O to trzeba zapytać przede wszystkim w Generalnej Dyrekcji Dróg Krajowych i Autostrad, która zarządza tą drogą. Kiedy pierwszy raz mówiłem o tym pomyśle, zasłaniano się przepisami, które nie pozwalały na drogach ekspresowych i krajowych wyznaczać buspasów. To chyba nie jest jednak aż takie głupie, skoro od tego czasu przepisy w Polsce zmieniły się i dziś można już stosować takie rozwiązania.

Pociągiem jechał pan na zebranie Górnośląsko-Zagłębiowskiej Metropolii. Rozmawiacie w strukturach GZM o tym, jak przekonać mieszkańców do komunikacji publicznej?

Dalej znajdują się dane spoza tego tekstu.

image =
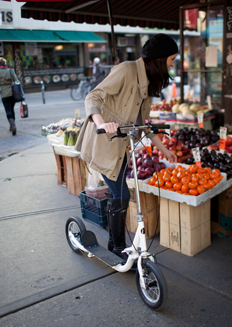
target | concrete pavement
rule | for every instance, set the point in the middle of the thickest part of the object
(44, 283)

Robimy to na bieżąco. Akurat jesteśmy w trudnym momencie, ponieważ koszty utrzymania transportu publicznego straszliwie rosną. W przypadku autobusów elektrycznych mowa o cenach prądu, w przypadku spalinowych o cenach benzyny. Do tego brak kierowców i wzrost wynagrodzeń. To powoduje, że możliwości są ograniczone i rozmawiamy o tym, jak rozwiązać ten problem. Linie Metropolitalne są wprowadzane, aby zachęcić mieszkańców do szybszego przemieszczania się między miastami Metropolii dzięki komunikacji publicznej. Kupujemy autobusy elektryczne i wodorowe. W planach jest rozwój Roweru Metropolitalnego, którego zasięg ma zostać poszerzony i zunifikowanych dla wszystkich miast, a także budowa kolejnych dróg rowerowych i velostrad. To się dzieje na bieżąco, a mam nadzieję, że w przyszłym roku wyjdziemy w kilku przypadkach z fazy przygotowań do realizacji.

Zamieniliście w Sosnowcu nocne tramwaje na busiki, które zamawia się przez telefon. Teraz poszerzacie dostęp do nich o kolejne ulice. To oznacza, że się sprawdziły?

To rozwiązanie dobrze odbierane przez mieszkańców, nie słyszałem słów krytyki. Oczywiście pojawiały się prośby, aby poszerzyć zasięg nocnych busów, dlatego reagujemy i staramy się zwiększać ofertę. Nie ma co ukrywać, że dla samorządu jest to tańsze, a dla mieszkańców bezpieczniejsze w godzinach nocnych, kiedy przyjazd umawia się na telefon i konkretną godzinę.